How to Help Your Elderly Loved One in Pain

You hate to see your loved one hurting. Perhaps you are wondering what you can do to help. Here are some ideas:

First, learn everything you can about your loved one’s condition(s). Understanding what is causing the pain and what can aggravate it will help you to be more compassionate. Pain is not a natural consequence of aging. If your loved one does not have a diagnosis, help them find one. Sometimes it is never clear. With an older adult, it’s important to make quality of life the first priority. Consider their age, stamina, overall health, intensity of pain and mental status; it’s frequently not worth the stress of running several tests and going to several specialists. Always believe your loved one, the pain is what they say it is, whether the cause can be found or not.

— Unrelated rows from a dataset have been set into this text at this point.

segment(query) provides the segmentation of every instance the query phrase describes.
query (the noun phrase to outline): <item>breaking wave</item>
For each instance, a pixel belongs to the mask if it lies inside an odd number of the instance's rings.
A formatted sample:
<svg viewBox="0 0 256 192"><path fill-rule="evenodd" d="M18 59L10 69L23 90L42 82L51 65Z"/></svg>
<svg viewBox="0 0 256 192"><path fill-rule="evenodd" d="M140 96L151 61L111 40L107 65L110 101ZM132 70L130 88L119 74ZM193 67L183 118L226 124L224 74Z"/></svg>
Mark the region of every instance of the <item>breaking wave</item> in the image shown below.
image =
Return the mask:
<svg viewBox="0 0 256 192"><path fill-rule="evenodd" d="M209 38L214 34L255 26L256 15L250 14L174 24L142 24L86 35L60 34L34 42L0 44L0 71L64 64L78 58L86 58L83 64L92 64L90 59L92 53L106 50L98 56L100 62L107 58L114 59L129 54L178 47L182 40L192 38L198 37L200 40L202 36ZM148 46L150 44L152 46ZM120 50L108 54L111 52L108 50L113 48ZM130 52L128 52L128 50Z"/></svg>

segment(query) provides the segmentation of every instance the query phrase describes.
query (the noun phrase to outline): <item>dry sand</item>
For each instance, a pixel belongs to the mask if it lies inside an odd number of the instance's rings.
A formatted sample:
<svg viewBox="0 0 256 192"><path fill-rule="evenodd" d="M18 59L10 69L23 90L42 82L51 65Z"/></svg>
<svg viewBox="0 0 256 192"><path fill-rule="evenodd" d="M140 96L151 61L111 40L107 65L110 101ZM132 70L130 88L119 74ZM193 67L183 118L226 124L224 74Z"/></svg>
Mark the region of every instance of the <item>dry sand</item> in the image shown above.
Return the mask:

Older adults tend to wait to report pain until the intensity is unmanageable. Do not assume they don’t have pain, if they don’t mention it. Ask if they hurt periodically. With many elderly the correct word must be used, they may say it’s not pain “it’s just sore or numb.” When they do mention pain, do not assume it’s mild or manageable, ask them where it hurts, for how long and how severe. If your loved one has Alzheimer’s disease or any cognitive impairments, they still feel pain, but will probably not communicate it. Observe for changes in behavior, moaning and groaning, soft voice, tense facial expressions, laying down more, fidgeting. and/or resistance to care. Also, be aware for conditions (i.e. arthritis) and situations (i.e. tube feeding) where there is a high risk for pain. Treat the pain as early as possible.

Ask if you can go to the doctor or practitioner with your loved one. People often benefit from an advocate. Even if they are normally alert and able to communicate well, pain often causes cloudy thinking. Also, it’s common for older adults to put on their best face when seeing the doctor and not complain. Be as organized as possible, before you go in document pain symptoms, how is it affecting quality of life, medications currently taking and questions. Hand a copy to the doctor and go over together, taking notes. Encourage your loved one to be as involved as possible; they need to feel a sense of control over their health care.

Keep a file containing every medical visit. Giving the same information to all providers ensures better treatment. Many elderly think it’s the doctor’s job to figure out the diagnosis; they may need to be reminded the doctors base the intervention and diagnosis on the information provided. Give medications or treatments appropriate time to work, but if the pain is not adequately managed ask for other options. Many families feel once a pain pill is prescribed that’s all that can be done. There are many pain medications and non-pharmacological options to try. It can be a process to find what works best. It’s possible to manage most pain. It may not clear completely, but it can be manageable. Addiction rarely occurs when pain medicine is prescribed for a medical condition. Concerns about side effects may be unwarranted, become educated. If side effects do develop, many can be managed.

Be as patient as you can with your loved one. Be a supportive listener, but do not allow yourself to be worn down. Take good care of yourself. Suggest that your loved one attend a support group or receive counseling if they need more attention than you can give. It’s often helpful for family members to attend a family support group. Setting clear boundaries on what you will and will not do is healthy for both of you. You cannot save your loved one from their pain, but your relationship can make a big difference in how well they cope with it.